Kaleb came into the hallway as she reached the bathroom. “Good morning.”
“Good morning,” she mumbled. “Gonna take a shower.”
“Okay. We’re calling in a window to land soon. You need to talk with Mike about what he’s supposed to buy for you.”
“Uh-huh.” She closed the
door behind her, slowly enough to hear Kaleb release a sigh.
Upon finishing her bath, Misery went to the kitchen. Kaleb was nowhere to be found. Mike sat with a pad that got his undivided attention except for the two seconds it took for him to look up and say, “Good morning,” to her. She found breakfast and took a seat.
“What do you absolutely need for me to buy today?” Mike asked.
“Clothes and... ”
“What size?”
“Medium.”
“Bras? Seventy-five B?” Mike asked, still not looking up from the pad.
Misery felt her cheeks flush.
Mike finally looked up, nodded, and jotted something down. “And your preferred products for that time of the month?”
The flush rose to cover her ears, and she looked into her plate.
Mike looked up with an amused expression. “I have a sister. This won’t be the first time I’ve been looked at funnily in the women’s department or had a shopping basket full of hygiene sports pads.”
“Well, then buy what you know I’ll need and stuff.”
“Any particular brand? I’m just a guy, and I’ve had my ears scolded raw for buying the wrong stuff.”
“I lived on the streets. Sometimes a dishcloth was all I had.”
“Okay,” Mike murmured and looked at his pad. “I’ll buy as if I was buying for my sister then.”
Kaleb joined them. “Buckle down, our window is open.”
Misery cleared her place and went to sit in the cockpit. Mike took the captain’s chair, and Kaleb came in a minute later with a kitbag which he strapped in next to Misery before taking the copilot seat.

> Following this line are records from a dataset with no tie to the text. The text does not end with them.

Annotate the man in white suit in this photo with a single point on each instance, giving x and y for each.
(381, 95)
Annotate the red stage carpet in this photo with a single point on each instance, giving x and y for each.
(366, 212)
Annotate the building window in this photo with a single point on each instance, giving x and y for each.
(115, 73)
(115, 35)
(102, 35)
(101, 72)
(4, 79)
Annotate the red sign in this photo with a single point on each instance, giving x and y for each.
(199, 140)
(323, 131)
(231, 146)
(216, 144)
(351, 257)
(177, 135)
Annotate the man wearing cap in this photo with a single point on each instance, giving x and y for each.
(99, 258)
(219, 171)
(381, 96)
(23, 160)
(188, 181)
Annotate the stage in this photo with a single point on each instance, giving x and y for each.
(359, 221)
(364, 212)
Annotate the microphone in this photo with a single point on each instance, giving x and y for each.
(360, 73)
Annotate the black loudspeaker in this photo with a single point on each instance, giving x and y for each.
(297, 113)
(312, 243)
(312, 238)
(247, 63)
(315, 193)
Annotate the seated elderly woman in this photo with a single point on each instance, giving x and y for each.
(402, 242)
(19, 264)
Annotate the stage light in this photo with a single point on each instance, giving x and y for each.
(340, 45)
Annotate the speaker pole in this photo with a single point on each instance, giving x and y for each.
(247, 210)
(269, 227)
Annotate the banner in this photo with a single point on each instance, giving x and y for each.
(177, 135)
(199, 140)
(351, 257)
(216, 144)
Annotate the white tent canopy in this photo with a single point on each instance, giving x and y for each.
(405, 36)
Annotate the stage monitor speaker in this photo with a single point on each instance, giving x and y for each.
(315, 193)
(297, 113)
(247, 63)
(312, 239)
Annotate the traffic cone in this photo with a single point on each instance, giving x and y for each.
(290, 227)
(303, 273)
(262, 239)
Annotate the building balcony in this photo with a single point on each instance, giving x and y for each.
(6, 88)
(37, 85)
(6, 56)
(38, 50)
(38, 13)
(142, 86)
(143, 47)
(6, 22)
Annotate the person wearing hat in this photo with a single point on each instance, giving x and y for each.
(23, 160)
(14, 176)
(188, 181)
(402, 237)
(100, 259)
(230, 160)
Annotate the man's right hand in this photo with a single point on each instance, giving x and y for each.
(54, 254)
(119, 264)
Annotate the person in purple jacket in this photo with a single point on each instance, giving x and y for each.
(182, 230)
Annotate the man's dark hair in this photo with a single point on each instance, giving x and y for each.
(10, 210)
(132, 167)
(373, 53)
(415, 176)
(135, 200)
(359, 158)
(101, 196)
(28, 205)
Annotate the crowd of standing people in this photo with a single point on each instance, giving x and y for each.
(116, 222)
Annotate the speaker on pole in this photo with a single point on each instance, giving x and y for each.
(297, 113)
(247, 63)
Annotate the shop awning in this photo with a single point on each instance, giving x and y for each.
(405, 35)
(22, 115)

“Do you have the ID ready?” Mike asked. Kaleb nodded, and Mike put the call through.
“Pinpippispas Plateau, this is Bellows. We request permission to land,” Mike said.
“Bellows. Please transfer the ships ID and the crew’s A-cards.”
Kaleb transferred them, and they waited a minute or two before they got a response.
“Do you need assistance of any kind?”
“No, thank you, we are fully operational.”